We spend a lot of the time ignoring the inconvenient truths in our lives. I am regularly turning down the volume on my conscience when it points out that the cake I am about to eat is directly linked to the tightness of my suit. Or the extra episode of the box set that I'm about to watch is directly related to how tired and grumpy I will feel in the morning, having gone to bed an hour later.  We ignore the evidence so that we can do what we want. We place our desires over truths. Feelings over facts. Our loves over logic.

ben-rosett-10613.jpg

Now in one way this all sounds very romantic. Living life to the full sort of stuff. The problem is that it reaps consequences. From needing a new suit, to feeling convicted by my lack of patience and anger with my kids over breakfast. In the end our feelings are not always a great measure of reality. One of the marks of maturing into an adult is realising that we can't always do what we want in life! Even more importantly, what we want to do is not always the best thing for us.

I could spend the rest of this blog pointing out how this principle is being abandoned in our culture. How postmodernism is now so accepted as the philosophical framework of our society, that we allow people to decide who or what they are based solely on the way that feel. But I'm more concerned about the way that people abandon Jesus, not because the gospel is untrue but inconvenient.

When I first became a Christian I spent a lot of time trying not to be one. As a 19 year old rugby playing university student Jesus Christ was morally inconvenient. The problem was that I couldn't get away from the fact that the gospel was true. So I had to submit to him as my Lord and Saviour. If he really loved me as I knew he did, then he also only wanted the best for me.

One of the saddest things that I see in church life is people drifting from following Jesus because he doesn't fit in with their lifestyle.

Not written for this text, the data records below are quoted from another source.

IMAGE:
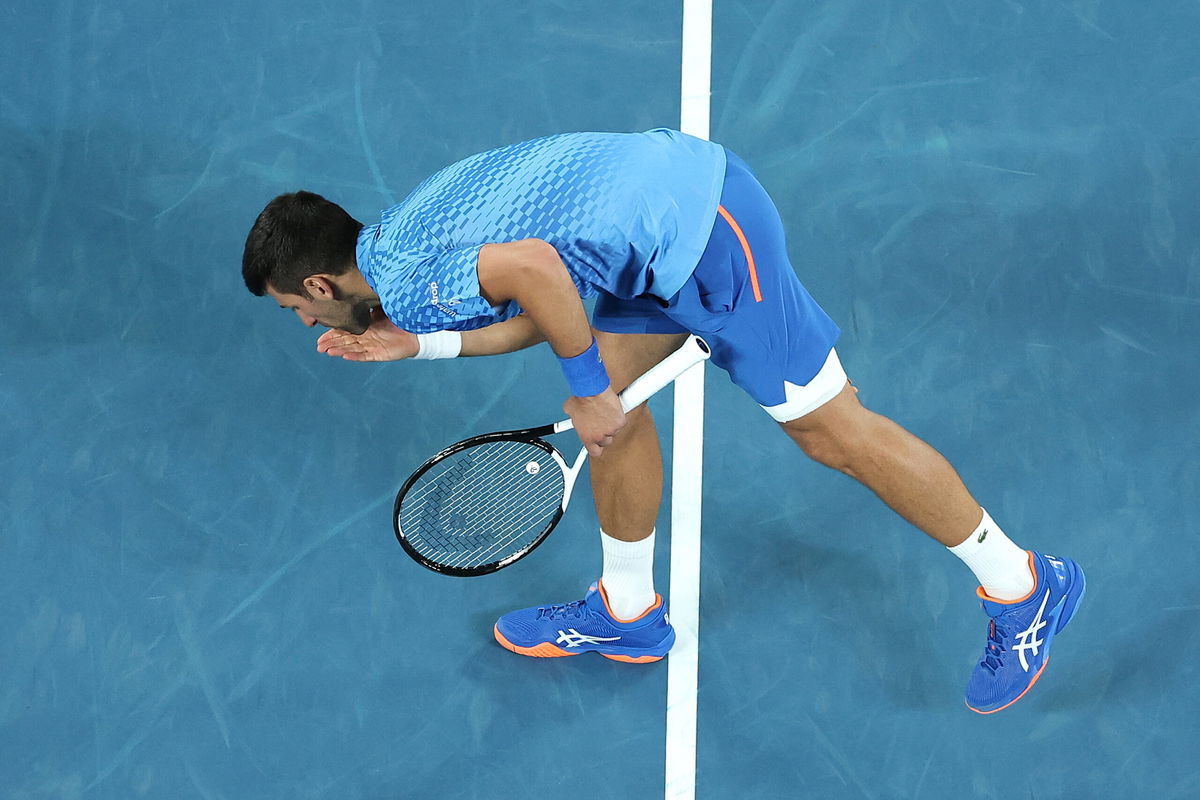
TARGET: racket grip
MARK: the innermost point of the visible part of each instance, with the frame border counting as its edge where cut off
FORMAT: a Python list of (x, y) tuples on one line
[(693, 352)]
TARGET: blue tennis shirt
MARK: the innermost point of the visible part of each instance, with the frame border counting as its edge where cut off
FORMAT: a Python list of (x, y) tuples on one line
[(628, 212)]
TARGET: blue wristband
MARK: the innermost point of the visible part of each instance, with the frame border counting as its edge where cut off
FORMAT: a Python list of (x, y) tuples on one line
[(585, 372)]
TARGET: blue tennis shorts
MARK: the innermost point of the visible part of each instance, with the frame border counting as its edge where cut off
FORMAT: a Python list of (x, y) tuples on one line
[(744, 299)]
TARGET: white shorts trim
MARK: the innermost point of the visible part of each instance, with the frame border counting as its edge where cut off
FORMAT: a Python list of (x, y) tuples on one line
[(804, 400)]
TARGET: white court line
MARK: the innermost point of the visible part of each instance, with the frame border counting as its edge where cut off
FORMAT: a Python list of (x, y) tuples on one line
[(688, 450)]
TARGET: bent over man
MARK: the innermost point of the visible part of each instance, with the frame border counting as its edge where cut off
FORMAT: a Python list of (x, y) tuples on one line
[(672, 234)]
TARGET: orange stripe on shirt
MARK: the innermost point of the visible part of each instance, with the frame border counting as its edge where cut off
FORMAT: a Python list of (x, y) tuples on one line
[(745, 248)]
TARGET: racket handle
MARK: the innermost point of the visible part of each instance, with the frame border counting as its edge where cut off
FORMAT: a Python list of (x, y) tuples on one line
[(693, 352)]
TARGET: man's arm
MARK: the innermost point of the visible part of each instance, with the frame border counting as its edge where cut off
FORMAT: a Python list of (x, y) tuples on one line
[(532, 274), (385, 342)]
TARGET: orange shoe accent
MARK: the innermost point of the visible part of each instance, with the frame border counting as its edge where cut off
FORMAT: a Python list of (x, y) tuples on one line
[(1033, 571), (1019, 696), (745, 248), (633, 660), (544, 650)]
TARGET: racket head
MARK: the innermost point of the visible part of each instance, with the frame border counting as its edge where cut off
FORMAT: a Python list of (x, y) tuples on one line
[(481, 504)]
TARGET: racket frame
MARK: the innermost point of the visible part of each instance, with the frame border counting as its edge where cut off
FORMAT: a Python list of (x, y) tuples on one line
[(693, 352)]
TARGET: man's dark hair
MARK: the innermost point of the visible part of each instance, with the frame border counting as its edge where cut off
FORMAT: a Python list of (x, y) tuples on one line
[(298, 235)]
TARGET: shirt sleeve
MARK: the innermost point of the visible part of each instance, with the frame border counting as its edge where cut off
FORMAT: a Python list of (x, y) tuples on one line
[(442, 293)]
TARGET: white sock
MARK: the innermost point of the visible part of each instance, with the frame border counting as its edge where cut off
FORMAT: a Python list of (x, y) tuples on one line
[(628, 575), (1001, 566)]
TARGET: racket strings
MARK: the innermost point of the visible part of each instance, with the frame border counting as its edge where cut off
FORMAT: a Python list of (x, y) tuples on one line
[(483, 503)]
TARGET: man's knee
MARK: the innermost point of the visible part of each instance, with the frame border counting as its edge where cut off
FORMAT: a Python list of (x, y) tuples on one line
[(837, 434)]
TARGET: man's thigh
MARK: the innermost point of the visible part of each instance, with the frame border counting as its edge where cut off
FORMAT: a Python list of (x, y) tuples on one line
[(629, 355)]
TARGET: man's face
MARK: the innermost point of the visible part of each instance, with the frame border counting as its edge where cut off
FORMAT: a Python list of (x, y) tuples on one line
[(329, 307)]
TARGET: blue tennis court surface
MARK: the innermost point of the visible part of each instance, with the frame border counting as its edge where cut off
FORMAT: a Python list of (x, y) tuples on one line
[(202, 596)]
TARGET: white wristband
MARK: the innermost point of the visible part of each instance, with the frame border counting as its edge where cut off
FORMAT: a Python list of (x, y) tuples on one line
[(439, 344)]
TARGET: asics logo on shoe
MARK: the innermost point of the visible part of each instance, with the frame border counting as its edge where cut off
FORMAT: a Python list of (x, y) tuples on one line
[(1027, 639), (573, 638)]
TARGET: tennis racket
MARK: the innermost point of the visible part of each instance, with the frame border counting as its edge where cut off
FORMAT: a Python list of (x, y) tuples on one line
[(487, 501)]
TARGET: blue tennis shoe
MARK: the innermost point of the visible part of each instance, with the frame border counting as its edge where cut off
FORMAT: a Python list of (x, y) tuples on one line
[(1020, 632), (587, 626)]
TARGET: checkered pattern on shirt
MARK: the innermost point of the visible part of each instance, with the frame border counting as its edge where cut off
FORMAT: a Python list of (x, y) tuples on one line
[(575, 191)]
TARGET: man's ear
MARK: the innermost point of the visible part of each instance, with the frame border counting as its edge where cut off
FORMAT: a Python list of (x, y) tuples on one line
[(319, 287)]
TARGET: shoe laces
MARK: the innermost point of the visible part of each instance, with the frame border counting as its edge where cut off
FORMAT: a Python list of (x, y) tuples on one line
[(563, 611), (994, 654)]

Jesus meets a man who seemed eager to follow him in Mark 10:

As Jesus started on his way, a man ran up to him and fell on his knees before him. “Good teacher,” he asked, “what must I do to inherit eternal life?” (Mark 10:17)

The problem is that this man hasn't grasped that there is nothing that he can do to inherit eternal life. Jesus points this out by asking him if he's kept the commandments. Naively he says that he has. Totally missing that Jesus has not said anything about the commandments relating to God. And then Jesus, because he loves him and wants the best for him, asks a question that shows who is god in this man's life.

Jesus looked at him and loved him. “One thing you lack,” he said. “Go, sell everything you have and give to the poor, and you will have treasure in heaven. Then come, follow me.” (Mark 10:21)

jacob-culp-168051.jpg

The man is faced with a dilemma. Who does he love the most: God or money? Mark records...

At this the man’s face fell. He went away sad, because he had great wealth. (Mark 10:22)

His decision doesn't make him happy. I guess that's because he knows he's doing the wrong thing. He was rejecting truth for convenience. 

This rich man shows us that it's only when we see our helplessness before God and our need of Jesus that we will love him enough to follow him even when it's inconvenient. Even when we don't feel like it.